Detta così può suonare una operazione di poco conto, ma se prendi il lungo elenco delle app inglobate probabilmente capirai che la parola “app” è utilizzata in realtà come sinonimo di “social”, o comunque di “servizio web ultraconosciuto con una marea di utenti”.
Sto parlando di nomi come Airbnb, Digg, TripAdvisor. O anche di eBay, Foursquare, Spotify (anche se attualmente queste 3 non sono “visibili” dall’Italia). Per non parlare dell’astro nascente Pinterest.
Tutti questi torrenti confluiscono nel grande fiume della Timeline, tramite la quale i nostri contatti di Facebook potranno sapere, in tempo reale, praticamente tutte le azioni che compiamo nel corso della giornata: cosa stiamo cucinando, mangiando e bevendo, cosa stiamo acquistando, cosa stiamo leggendo, guardando o ascoltando, dove stiamo andando.
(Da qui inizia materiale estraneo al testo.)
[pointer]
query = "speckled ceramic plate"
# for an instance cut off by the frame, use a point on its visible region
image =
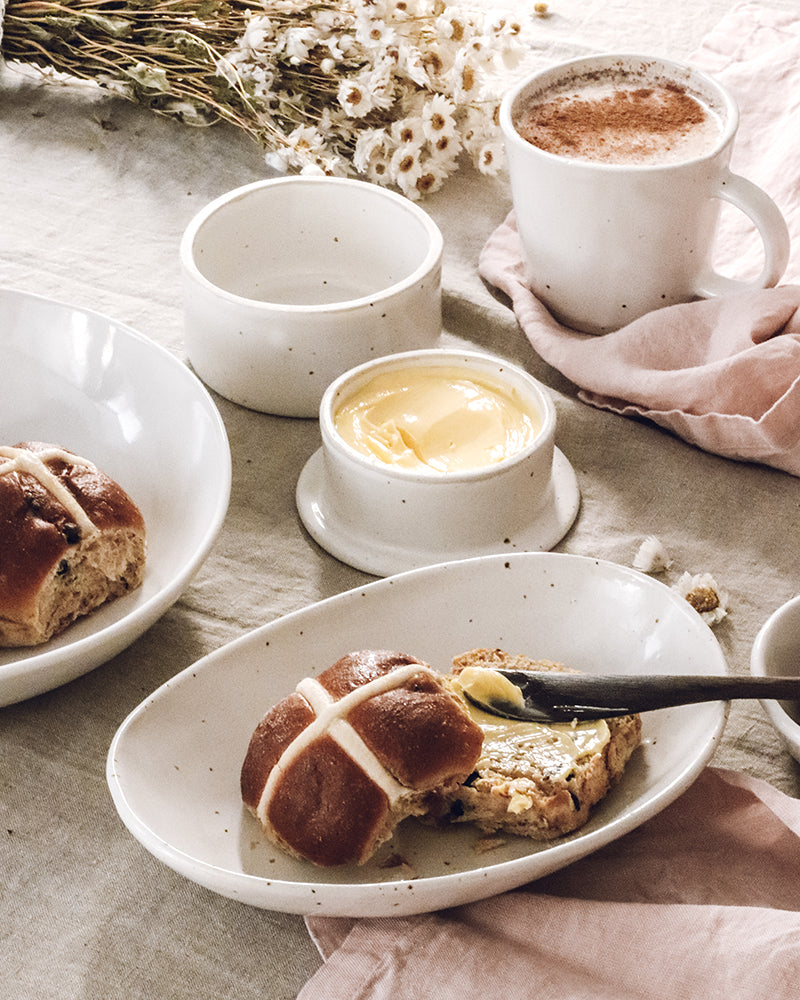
(173, 767)
(83, 381)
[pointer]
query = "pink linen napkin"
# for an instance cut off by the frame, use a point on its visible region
(702, 901)
(722, 374)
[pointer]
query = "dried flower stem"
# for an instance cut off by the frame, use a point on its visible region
(389, 89)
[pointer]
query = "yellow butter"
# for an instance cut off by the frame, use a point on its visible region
(512, 747)
(438, 419)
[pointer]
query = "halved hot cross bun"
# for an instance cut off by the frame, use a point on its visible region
(335, 766)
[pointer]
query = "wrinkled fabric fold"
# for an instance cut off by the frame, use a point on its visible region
(723, 374)
(703, 900)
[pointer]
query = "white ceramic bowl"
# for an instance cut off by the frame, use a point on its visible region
(89, 383)
(287, 283)
(384, 519)
(776, 653)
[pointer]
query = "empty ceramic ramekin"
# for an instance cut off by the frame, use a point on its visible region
(384, 518)
(776, 653)
(287, 283)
Ormai non si parla più solamente di “Like”, ma di “Actions”: per ogni app che installo corrisponde una azione (leggere, guardare, ascoltare, etc), ed ogni azione che faccio tramite l’app collegata alla Timeline finisce sotto gli occhi dei miei amici.
Privacy a parte, a mio parere il punto che rischia di passare inosservato è un altro: praticamente tutte le startup più in voga sono saltate all’interno di Facebook. Facebook è oggi una vetrina talmente trafficata che qualunque altro social, per ottenere visibilità, accetta ben volentieri un posto sullo scaffale.
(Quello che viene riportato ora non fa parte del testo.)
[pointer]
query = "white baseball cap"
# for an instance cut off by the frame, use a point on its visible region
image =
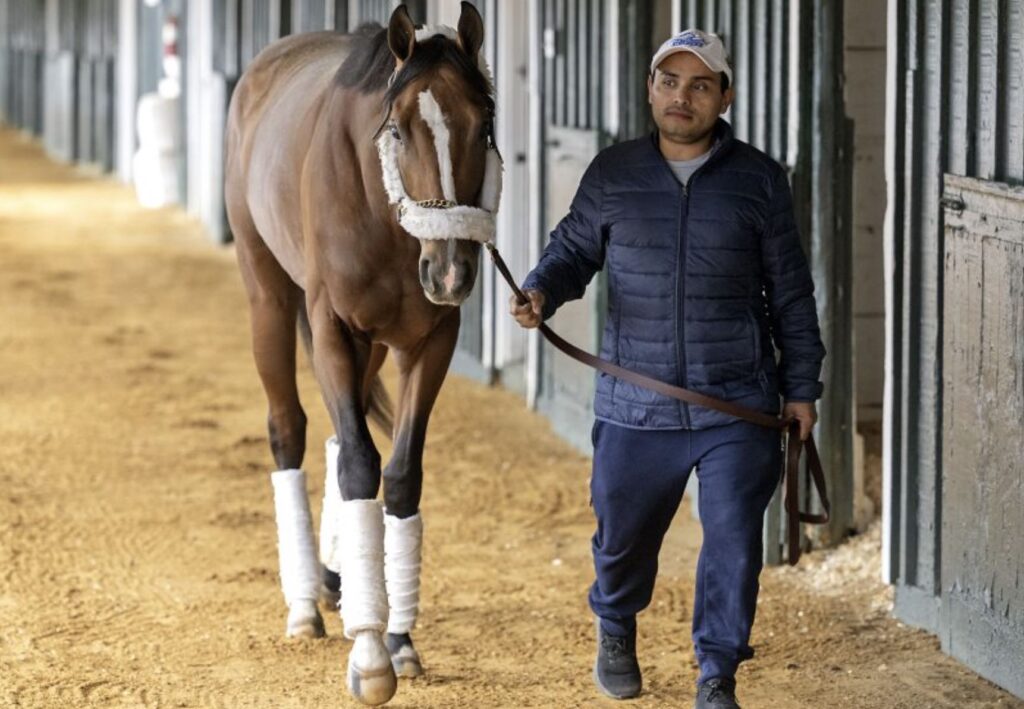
(706, 45)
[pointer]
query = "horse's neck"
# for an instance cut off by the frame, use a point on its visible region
(351, 120)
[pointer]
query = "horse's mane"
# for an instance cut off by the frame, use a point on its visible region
(371, 64)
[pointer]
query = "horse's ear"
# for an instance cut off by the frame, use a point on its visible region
(470, 30)
(401, 34)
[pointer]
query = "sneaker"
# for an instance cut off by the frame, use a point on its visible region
(616, 672)
(717, 693)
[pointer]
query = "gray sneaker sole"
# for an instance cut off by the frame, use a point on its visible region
(608, 693)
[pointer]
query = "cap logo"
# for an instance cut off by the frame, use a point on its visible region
(688, 40)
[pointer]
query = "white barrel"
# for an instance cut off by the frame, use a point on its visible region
(158, 122)
(156, 174)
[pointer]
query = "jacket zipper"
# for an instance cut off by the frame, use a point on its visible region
(681, 264)
(681, 290)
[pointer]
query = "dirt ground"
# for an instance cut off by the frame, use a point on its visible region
(137, 548)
Quali siano le condizioni economiche di questi accordi non è noto, e se la cosa sia davvero “win-win” è tutto da dimostrare: di certo l’utente non ha più la necessità di uscire da Facebook per sapere cosa combinano i suoi amici all’interno dei tanti altri contenitori sociali, che rischiano di finire annacquati dentro l’impero di Zuckerberg. Pezzi di puzzle che possono esserci o non esserci, semplici accessori che magari, un domani, verranno “clonati” dalla stessa Effe Blu.